Do Internet and deregulation spell disaster for the Travel sector?
The current relation ship between airlines and travel agents and travel agents and consumers can only survive if it is acknowledged that travel agents do have the right to negotiate compensation for services rendered. An 'open skies' agreement between the US and EU will also contribute to a rapid demise of a global distribution network because consolidation and concentration will increase along the lines of trade-blocs. The nearly finalized merger between KLM and Air France might be a first indication. This is what Jaco Appelman argues in his dissertation: Governance of Global Interorganizational Tourism Networks: Changing forms of co-ordination between the travel agency and aviation sector, that he will defend on the March 19 at the Erasmus University Rotterdam.

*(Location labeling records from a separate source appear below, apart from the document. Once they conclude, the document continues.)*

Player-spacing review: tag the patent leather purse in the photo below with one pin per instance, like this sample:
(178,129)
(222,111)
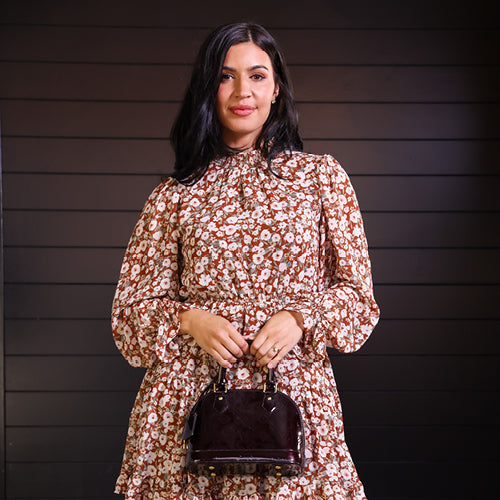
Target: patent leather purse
(244,431)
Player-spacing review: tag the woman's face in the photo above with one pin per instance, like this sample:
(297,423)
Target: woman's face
(245,93)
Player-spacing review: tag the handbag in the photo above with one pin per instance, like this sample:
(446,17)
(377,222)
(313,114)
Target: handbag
(244,431)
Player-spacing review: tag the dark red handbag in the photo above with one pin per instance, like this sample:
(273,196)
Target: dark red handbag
(244,431)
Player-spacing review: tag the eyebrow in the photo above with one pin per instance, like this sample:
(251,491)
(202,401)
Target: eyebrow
(252,68)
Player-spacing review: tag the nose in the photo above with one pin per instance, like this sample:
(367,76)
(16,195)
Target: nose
(243,87)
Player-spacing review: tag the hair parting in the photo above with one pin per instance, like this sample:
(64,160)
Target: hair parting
(196,133)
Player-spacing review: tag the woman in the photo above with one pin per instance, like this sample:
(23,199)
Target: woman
(249,239)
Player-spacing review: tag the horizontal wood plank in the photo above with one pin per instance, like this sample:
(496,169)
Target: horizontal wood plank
(155,157)
(69,408)
(397,337)
(290,13)
(383,229)
(65,444)
(317,121)
(61,480)
(55,480)
(390,266)
(305,46)
(360,373)
(360,408)
(122,82)
(375,193)
(87,301)
(59,337)
(105,444)
(429,480)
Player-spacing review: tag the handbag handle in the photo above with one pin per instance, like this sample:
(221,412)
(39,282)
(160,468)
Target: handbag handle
(220,383)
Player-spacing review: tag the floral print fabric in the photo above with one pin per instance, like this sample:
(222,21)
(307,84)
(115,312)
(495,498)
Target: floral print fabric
(243,243)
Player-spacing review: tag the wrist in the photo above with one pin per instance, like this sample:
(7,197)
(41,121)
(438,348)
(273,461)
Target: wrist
(297,316)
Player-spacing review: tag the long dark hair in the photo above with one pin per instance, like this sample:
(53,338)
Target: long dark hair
(196,133)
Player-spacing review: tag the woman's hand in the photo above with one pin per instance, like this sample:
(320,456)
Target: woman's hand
(215,335)
(277,338)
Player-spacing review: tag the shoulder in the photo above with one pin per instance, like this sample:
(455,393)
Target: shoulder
(165,197)
(324,167)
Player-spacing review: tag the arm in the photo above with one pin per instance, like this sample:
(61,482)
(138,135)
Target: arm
(344,313)
(148,312)
(146,307)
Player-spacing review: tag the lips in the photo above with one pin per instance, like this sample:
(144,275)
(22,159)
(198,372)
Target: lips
(242,110)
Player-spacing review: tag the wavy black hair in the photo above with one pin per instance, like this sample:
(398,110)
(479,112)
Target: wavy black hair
(196,134)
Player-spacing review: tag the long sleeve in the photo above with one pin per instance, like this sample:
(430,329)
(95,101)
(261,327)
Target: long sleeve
(146,306)
(343,314)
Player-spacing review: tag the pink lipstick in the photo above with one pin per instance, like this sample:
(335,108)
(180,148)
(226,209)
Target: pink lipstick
(242,110)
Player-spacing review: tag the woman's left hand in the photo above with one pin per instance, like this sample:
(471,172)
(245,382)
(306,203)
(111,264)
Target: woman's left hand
(277,338)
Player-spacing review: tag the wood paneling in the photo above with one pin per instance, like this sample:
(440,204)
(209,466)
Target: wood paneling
(303,46)
(390,266)
(145,156)
(59,337)
(279,13)
(318,121)
(403,94)
(125,82)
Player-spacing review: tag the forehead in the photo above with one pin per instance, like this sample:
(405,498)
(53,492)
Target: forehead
(247,54)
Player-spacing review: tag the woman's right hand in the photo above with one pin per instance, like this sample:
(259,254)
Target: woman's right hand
(215,335)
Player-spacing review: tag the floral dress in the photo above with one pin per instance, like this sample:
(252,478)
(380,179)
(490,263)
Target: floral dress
(243,243)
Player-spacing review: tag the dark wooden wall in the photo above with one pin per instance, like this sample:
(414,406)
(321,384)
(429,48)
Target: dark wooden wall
(404,94)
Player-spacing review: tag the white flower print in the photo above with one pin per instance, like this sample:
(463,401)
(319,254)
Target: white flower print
(243,258)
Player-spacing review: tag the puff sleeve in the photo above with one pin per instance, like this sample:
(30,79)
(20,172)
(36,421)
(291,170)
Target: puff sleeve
(146,306)
(343,313)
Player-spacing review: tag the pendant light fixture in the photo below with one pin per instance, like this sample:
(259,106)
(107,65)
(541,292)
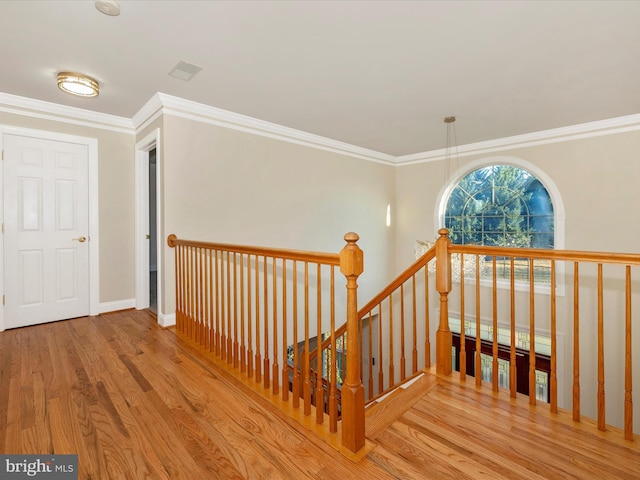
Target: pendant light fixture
(78,84)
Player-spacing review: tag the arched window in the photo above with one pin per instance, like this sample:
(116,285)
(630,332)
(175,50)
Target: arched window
(505,203)
(500,205)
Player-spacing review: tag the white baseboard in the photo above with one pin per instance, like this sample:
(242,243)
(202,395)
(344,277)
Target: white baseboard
(117,305)
(167,320)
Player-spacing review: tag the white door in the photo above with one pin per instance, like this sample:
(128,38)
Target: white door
(46,230)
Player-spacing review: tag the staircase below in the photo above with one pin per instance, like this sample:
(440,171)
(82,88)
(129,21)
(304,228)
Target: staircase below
(385,410)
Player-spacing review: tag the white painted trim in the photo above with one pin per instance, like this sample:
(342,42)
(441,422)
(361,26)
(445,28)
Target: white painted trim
(610,126)
(143,147)
(94,228)
(167,320)
(215,116)
(117,305)
(61,113)
(162,103)
(93,211)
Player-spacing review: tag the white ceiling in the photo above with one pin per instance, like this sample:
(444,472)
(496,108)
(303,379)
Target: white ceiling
(376,74)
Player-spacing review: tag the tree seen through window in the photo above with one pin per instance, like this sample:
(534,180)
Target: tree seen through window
(501,205)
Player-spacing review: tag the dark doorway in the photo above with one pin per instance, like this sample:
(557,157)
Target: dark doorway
(153,235)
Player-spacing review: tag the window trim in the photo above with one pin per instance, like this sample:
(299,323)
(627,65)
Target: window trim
(556,200)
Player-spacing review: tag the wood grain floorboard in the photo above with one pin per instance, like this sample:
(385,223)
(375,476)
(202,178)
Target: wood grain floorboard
(138,402)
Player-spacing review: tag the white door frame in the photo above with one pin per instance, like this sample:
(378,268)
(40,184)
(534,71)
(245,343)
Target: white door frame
(143,147)
(94,239)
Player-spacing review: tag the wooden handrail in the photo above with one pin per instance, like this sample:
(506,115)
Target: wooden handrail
(542,254)
(234,300)
(414,268)
(298,255)
(399,316)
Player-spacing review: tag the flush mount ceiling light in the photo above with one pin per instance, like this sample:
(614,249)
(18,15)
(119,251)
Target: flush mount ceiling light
(78,84)
(108,7)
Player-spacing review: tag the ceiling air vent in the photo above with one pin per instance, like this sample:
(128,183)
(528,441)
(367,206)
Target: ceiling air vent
(184,71)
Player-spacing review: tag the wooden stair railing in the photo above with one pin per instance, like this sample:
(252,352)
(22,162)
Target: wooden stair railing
(247,305)
(393,325)
(586,283)
(394,328)
(388,341)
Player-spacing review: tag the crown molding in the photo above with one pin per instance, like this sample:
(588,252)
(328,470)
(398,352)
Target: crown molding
(30,107)
(598,128)
(162,103)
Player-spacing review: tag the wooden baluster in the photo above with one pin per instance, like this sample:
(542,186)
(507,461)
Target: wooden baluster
(532,335)
(192,293)
(478,359)
(236,346)
(218,307)
(201,296)
(512,350)
(179,282)
(576,343)
(207,297)
(196,294)
(443,286)
(265,297)
(414,353)
(285,326)
(403,360)
(427,339)
(380,351)
(229,346)
(306,380)
(553,381)
(370,363)
(243,345)
(628,397)
(275,384)
(187,289)
(392,375)
(224,295)
(249,322)
(463,341)
(494,351)
(183,266)
(351,266)
(295,381)
(258,355)
(333,397)
(320,353)
(601,400)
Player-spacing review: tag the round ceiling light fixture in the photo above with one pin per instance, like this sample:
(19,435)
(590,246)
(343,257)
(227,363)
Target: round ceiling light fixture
(78,84)
(108,7)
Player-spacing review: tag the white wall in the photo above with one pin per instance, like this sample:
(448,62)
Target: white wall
(229,186)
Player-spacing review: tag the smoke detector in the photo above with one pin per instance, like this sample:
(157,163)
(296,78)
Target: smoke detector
(108,7)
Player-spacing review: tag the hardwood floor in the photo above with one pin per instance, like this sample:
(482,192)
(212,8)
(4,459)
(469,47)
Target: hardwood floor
(135,401)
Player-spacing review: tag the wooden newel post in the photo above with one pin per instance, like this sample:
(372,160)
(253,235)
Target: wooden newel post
(351,266)
(443,285)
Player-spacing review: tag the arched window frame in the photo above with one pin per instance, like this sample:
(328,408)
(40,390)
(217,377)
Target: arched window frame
(549,185)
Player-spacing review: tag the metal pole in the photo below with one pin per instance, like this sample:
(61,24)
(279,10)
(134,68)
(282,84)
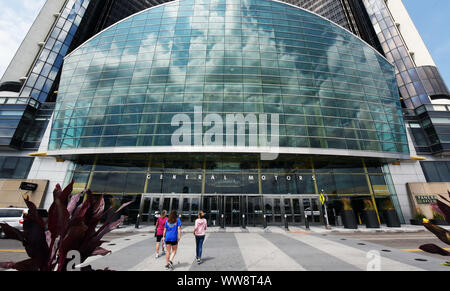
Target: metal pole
(137,221)
(327,223)
(306,220)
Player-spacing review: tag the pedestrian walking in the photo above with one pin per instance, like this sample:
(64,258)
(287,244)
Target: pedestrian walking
(159,231)
(172,235)
(200,233)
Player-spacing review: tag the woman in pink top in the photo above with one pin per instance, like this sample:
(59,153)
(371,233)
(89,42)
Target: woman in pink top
(199,232)
(159,231)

Liberalization, deregulation and the Internet caused a transition to a service-fee environment in the US. Customers pay a fee for the services travel agents perform at their request. In this market several big carriers compete in a national economic space or market. Appelman researched if and how deregulation and new applications of web based information technology change the forms of co-ordination that govern the distribution relationship between airlines and travel agencies. He argues that there is a chance that more pronounced trade-bloc formation between the US and EU leads to a less global ticket distribution system than it currently is. For the traveler, such a development will mean longer and more awkward transit-times, more lost luggage, more expensive tickets and more difficulties in planning and assembling a trip.
At a more general level it is argued that mobility is central and normal in developed market-driven economies, that the travel sector plays an important role in the generation and diffusion of innovations and that travel agencies feel that they are forced to use the electronic channels erected by airlines. Internet and all other changes associated with it will not wipe away travel agencies, but especially the small-leisure based travel agencies will suffer and there is a danger that the innovative propensity of the travel sector will erode. That is why the current forms of co-ordination need to be adjusted and not abandoned. This will only work if airlines acknowledge that in a principal (airline)-agency (travel-agent) relationship an agent needs to be compensated for the acceptance of an unequal position and the fact that services are performed on behalf of a principal.